Pertenço a esta espécie que se preocupa em rotular as coisas e, sobretudo, a traduzir em números e medidas o mundo que a rodeia, ao ponto de os algarismos tenderem a ser mais importantes que o alfabeto.

Por isso, tem sempre que haver um princípio, um meio e um fim, mesmo quando tentamos descrever o infinito, como escreveu o apóstolo S. João: "No princípio era a Palavra e a Palavra estava com Deus"...

Poderemos então depreender que o Pai, como infinito tem como essência a Palavra e não a dimensão.

Tudo isto para dizer que o meu lado sonhador teve um princípio:

No princípio havia uma lancha de fundo chato, encalhada na praia da minha infância, uma lancha pintada de azul celeste, com uma fina risca vermelha que partindo da popa, marcava uma linha de contraste a culminar naqueles olhos pintados à proa que a faziam parecer ter vida própria.

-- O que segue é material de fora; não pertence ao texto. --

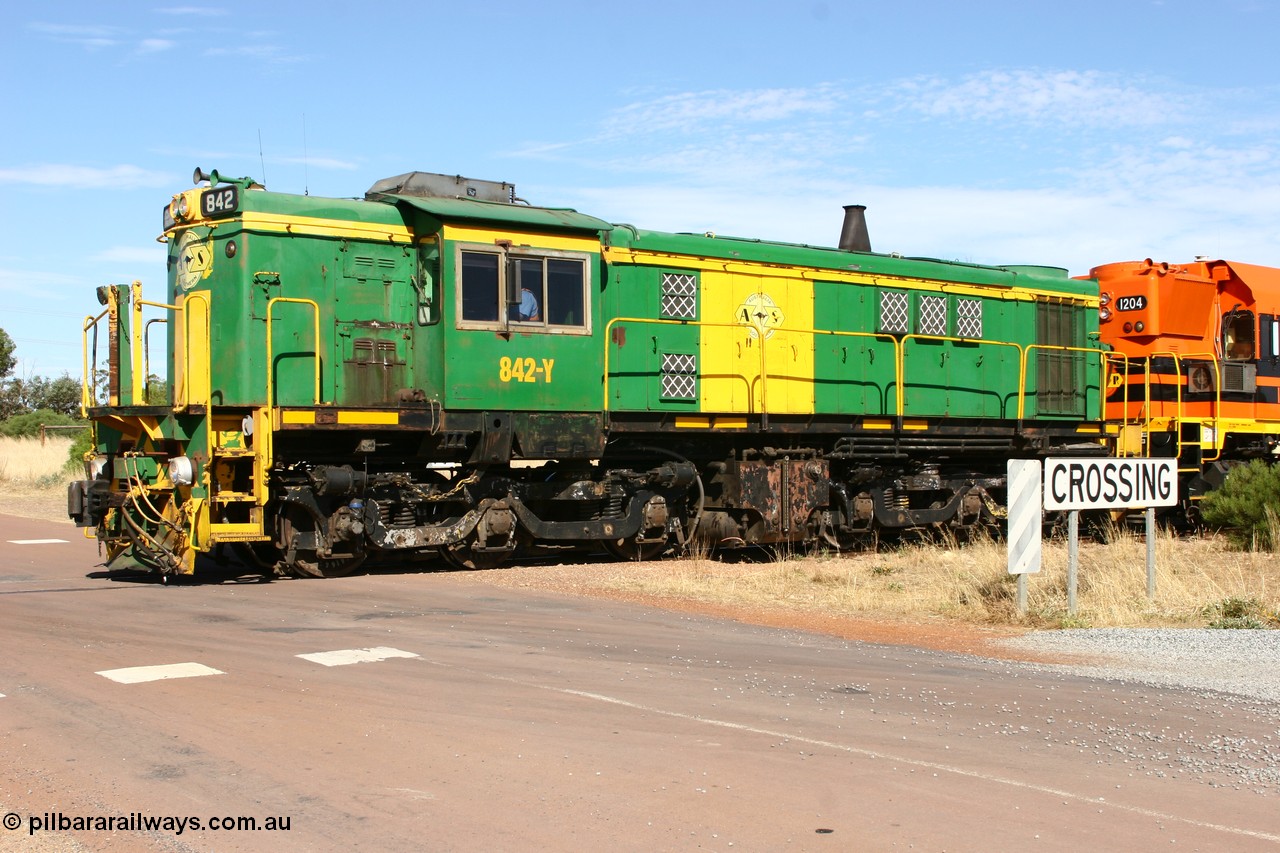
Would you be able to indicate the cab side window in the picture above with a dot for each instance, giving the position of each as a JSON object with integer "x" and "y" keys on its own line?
{"x": 1238, "y": 336}
{"x": 479, "y": 287}
{"x": 525, "y": 290}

Como não tinha nome, apesar de todo aquele azul, passei a identificar aquele ser inanimado como o barco encarnado

Acreditem, ou não, aquela lancha sem sair do areal, viajou um milhão de milhas marítimas nos oceanos do meu sonho.

Recentemente estive no mesmo lugar, a praia já não existe e ao que me foi dado saber já ninguém se recorda do "barco encarnado", existe apenas um silo de cereais que comporta "n" toneladas de trigo e tem escrita a sigla "EPAC" que eu traduzo como: Estamos Perante uma Aberração Consentida.

Apesar de tudo, dei comigo a navegar no meu barco encarnado, saindo a barra, cercado de gaivotas e golfinhos, rumo ao infinito mais recôndito do meu imaginário.

No principio do meu sonho feito barco, era o infinito feito mar, o horizonte feito azul, a imaginação feita palavra, a tal Palavra que no princípio e no fim do infinito, continua a estar com Deus para alem do mensurável.